I recently saw a poster called “The Number on the Scale” and it certainly hit home with me and I bet many of you will agree with what it says too.
I’ve had challenges with my weight all my life. When I was a teenager and just becoming aware of how important body size was in order to ‘fit in’, I went to my family doctor and asked for help. Understand please that I was not fat pudgy, I was just overweight. My doctor prescribed a drug called Dexedrine for me, a drug which now is used only to treat much more serious conditions than weight gain.
Dexedrine is a strong, strong stimulant – I was whizzing all over the place, doing this, doing that, sleeping for about 2 or 3 hours at night, popping another pill in the morning and doing it all over again. I was only a teenager, way too young to make this kind of decision that could put me in medical peril because of side effects. Dexedrine was a bad drug, but boy did it make me lose weight.
Of course there are now all kinds of other remedies to spur you on to weight loss. Some are good, some are not so good and some are invasive, offensive and scary.
Why are we so obsessed with our weight? Why do anorexic women continue to think that they’re fat when all that’s left is skin and bones? Why do I hear of little girls being on a diet? Little girls! Come on!
If you’ve read any of my other articles, you know that I’m going to blame Madison Avenue ad agencies. Young, firm, perky, sexy, sells. And god help you if you’re not that, if you’re not svelte bordering on skinny, because you are gonna stick out like a sore thumb on the elegant hand of advertising beauty. And please know that I’m aware of the health issues here. I’m not talking on behalf of women who are 200 pounds overweight; I’m talking about you and me and our extra 25 to 50 to 75 pounds.
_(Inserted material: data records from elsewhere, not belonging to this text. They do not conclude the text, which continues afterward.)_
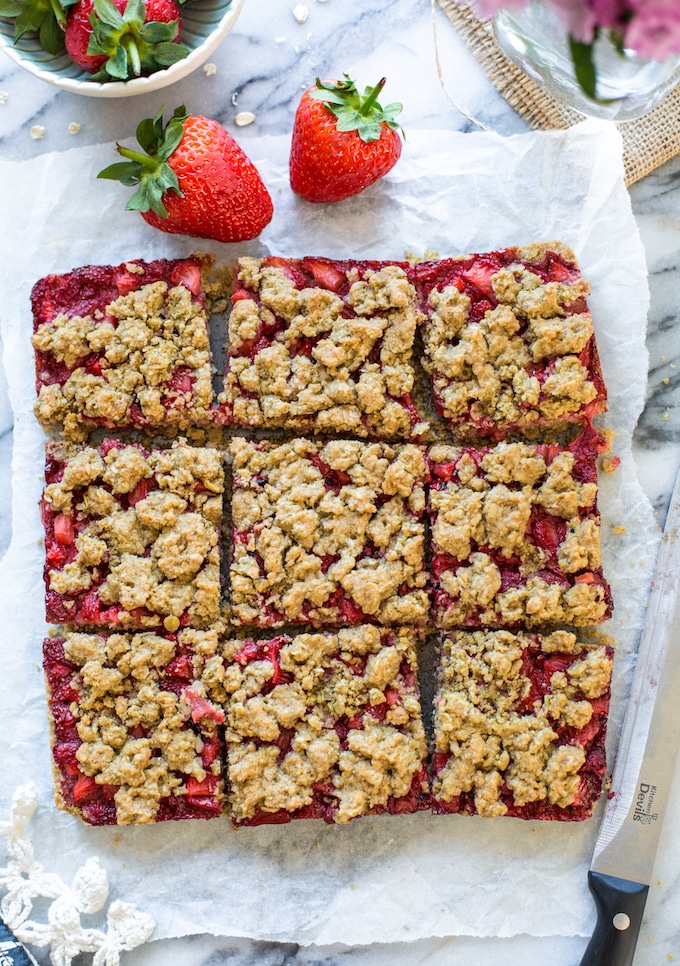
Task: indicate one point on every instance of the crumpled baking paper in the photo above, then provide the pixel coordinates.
(391, 877)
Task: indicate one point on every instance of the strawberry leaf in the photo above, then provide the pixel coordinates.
(357, 112)
(46, 18)
(150, 170)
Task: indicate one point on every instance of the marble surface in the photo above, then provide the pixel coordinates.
(263, 67)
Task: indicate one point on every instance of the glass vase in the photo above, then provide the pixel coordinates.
(628, 86)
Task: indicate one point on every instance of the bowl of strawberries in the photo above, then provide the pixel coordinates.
(114, 48)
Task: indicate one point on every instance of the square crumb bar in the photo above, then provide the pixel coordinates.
(520, 723)
(122, 346)
(516, 534)
(131, 536)
(135, 735)
(328, 534)
(508, 341)
(322, 346)
(324, 726)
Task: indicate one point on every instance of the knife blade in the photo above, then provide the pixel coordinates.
(627, 842)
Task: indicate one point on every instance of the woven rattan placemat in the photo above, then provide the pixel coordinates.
(647, 142)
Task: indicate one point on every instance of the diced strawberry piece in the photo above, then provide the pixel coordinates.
(187, 274)
(479, 275)
(180, 667)
(182, 380)
(56, 557)
(205, 787)
(202, 708)
(64, 530)
(90, 608)
(210, 752)
(85, 789)
(248, 652)
(325, 274)
(140, 491)
(127, 282)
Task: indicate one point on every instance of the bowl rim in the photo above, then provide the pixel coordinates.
(138, 85)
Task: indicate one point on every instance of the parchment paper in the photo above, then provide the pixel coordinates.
(393, 877)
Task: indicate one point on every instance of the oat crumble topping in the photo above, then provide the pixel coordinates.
(324, 725)
(132, 536)
(508, 341)
(328, 533)
(324, 346)
(140, 359)
(516, 535)
(519, 724)
(134, 733)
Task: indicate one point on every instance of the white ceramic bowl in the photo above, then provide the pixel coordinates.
(205, 24)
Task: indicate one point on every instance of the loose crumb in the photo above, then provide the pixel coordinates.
(610, 463)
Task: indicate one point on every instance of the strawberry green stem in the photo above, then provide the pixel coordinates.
(59, 14)
(372, 97)
(133, 55)
(144, 159)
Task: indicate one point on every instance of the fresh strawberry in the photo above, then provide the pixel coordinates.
(45, 18)
(120, 39)
(193, 180)
(343, 141)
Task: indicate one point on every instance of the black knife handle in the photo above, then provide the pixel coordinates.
(620, 905)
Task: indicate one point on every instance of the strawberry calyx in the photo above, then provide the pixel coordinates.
(357, 112)
(46, 18)
(131, 45)
(150, 170)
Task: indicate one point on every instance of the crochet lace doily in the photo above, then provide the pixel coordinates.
(25, 880)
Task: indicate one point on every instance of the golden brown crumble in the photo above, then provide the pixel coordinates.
(160, 554)
(375, 763)
(134, 734)
(299, 541)
(341, 385)
(157, 333)
(494, 738)
(485, 519)
(482, 371)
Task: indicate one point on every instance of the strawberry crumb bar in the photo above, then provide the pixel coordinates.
(516, 534)
(122, 347)
(322, 346)
(324, 726)
(508, 341)
(520, 724)
(328, 534)
(131, 536)
(134, 733)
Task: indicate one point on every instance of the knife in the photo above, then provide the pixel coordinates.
(626, 845)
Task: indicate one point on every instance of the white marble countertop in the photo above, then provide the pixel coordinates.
(263, 67)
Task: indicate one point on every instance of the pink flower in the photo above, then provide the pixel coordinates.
(654, 30)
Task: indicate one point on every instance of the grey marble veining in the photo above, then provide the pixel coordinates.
(263, 67)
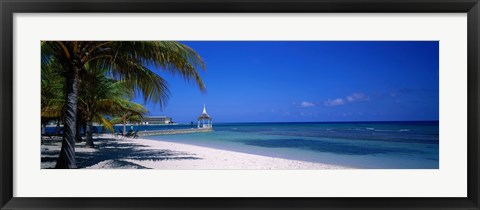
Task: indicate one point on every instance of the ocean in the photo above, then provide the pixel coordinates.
(372, 145)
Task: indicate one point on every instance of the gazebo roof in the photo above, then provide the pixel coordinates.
(204, 115)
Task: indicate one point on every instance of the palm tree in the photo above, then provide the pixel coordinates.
(100, 96)
(130, 112)
(128, 61)
(52, 91)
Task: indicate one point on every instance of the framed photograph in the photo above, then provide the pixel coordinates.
(239, 105)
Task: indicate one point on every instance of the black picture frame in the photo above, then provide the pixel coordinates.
(9, 7)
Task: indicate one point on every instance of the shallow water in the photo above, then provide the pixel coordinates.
(384, 145)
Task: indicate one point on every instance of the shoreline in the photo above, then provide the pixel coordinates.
(117, 153)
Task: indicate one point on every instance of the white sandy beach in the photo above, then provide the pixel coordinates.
(113, 153)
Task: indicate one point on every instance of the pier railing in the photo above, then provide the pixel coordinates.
(174, 131)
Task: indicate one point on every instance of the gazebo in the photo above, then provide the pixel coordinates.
(204, 120)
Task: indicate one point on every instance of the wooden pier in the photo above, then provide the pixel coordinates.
(174, 131)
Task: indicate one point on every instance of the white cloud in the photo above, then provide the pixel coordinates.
(334, 102)
(348, 99)
(356, 97)
(307, 104)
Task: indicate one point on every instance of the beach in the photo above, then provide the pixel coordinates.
(127, 153)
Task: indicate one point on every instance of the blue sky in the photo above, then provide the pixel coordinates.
(309, 81)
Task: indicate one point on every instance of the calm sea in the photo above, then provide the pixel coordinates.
(383, 145)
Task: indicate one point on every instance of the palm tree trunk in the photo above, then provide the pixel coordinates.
(78, 126)
(124, 127)
(67, 152)
(89, 142)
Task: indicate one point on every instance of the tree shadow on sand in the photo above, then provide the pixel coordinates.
(106, 150)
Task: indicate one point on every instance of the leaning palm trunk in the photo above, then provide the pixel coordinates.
(124, 127)
(67, 152)
(89, 141)
(78, 127)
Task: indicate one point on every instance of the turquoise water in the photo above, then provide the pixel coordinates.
(382, 145)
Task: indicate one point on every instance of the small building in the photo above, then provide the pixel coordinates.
(204, 120)
(153, 120)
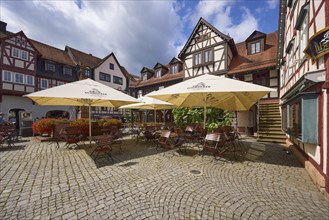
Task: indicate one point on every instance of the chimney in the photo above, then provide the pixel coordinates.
(3, 26)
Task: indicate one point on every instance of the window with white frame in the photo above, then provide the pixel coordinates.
(19, 78)
(291, 62)
(255, 47)
(158, 73)
(140, 93)
(6, 76)
(303, 38)
(24, 55)
(174, 69)
(15, 52)
(104, 77)
(208, 56)
(29, 80)
(21, 54)
(197, 59)
(44, 84)
(117, 80)
(50, 66)
(67, 71)
(87, 73)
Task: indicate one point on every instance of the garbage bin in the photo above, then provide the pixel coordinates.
(250, 131)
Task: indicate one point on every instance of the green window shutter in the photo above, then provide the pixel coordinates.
(301, 16)
(310, 119)
(288, 116)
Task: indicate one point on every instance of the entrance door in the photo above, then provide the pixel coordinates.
(14, 116)
(262, 79)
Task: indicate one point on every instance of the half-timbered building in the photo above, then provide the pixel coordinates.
(160, 76)
(304, 72)
(207, 51)
(107, 71)
(256, 62)
(22, 59)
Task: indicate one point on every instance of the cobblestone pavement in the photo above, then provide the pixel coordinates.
(38, 181)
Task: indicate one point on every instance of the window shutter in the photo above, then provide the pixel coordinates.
(310, 119)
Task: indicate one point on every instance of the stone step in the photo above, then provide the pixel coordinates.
(277, 134)
(272, 140)
(272, 128)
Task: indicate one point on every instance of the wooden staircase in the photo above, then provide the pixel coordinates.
(269, 127)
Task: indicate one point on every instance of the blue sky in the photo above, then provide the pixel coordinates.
(140, 33)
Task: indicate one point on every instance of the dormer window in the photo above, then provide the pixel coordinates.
(87, 73)
(255, 47)
(67, 71)
(50, 67)
(208, 56)
(174, 69)
(197, 59)
(158, 73)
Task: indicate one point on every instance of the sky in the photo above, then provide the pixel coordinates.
(140, 33)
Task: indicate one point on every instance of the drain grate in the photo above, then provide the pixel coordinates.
(196, 172)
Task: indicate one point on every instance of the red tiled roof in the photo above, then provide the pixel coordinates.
(83, 58)
(52, 53)
(244, 62)
(154, 80)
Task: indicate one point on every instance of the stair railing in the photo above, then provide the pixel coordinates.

Rather than rehash all of the points I’ve made before, I think it’d be pretty cool to talk about the positive points on the poster of the scales. “The number on this scale will NOT tell you: what a great person you are; how much your friends and family love you; that you are kind, smart, funny and amazing in ways numbers cannot define; that you have the power to choose your happiness; and the number will not tell you your own self worth.” Please read these words to yourself over and over until you own them. Make these words your mantra.
I am so grateful to be at an age where my body shape and size doesn’t rule me; I am so grateful to be at an age where my body shape is way less important than the shape of my mind, the shape of my soul and the shape of my gut. I am so grateful to be at an age where my body shape no longer defines the person I am.
I am so grateful to be at an age where I can choose to accept my body shape without choosing to be victimized by my choice.
I’m a woman of a certain age and I’m certain my body is just fine, thank you.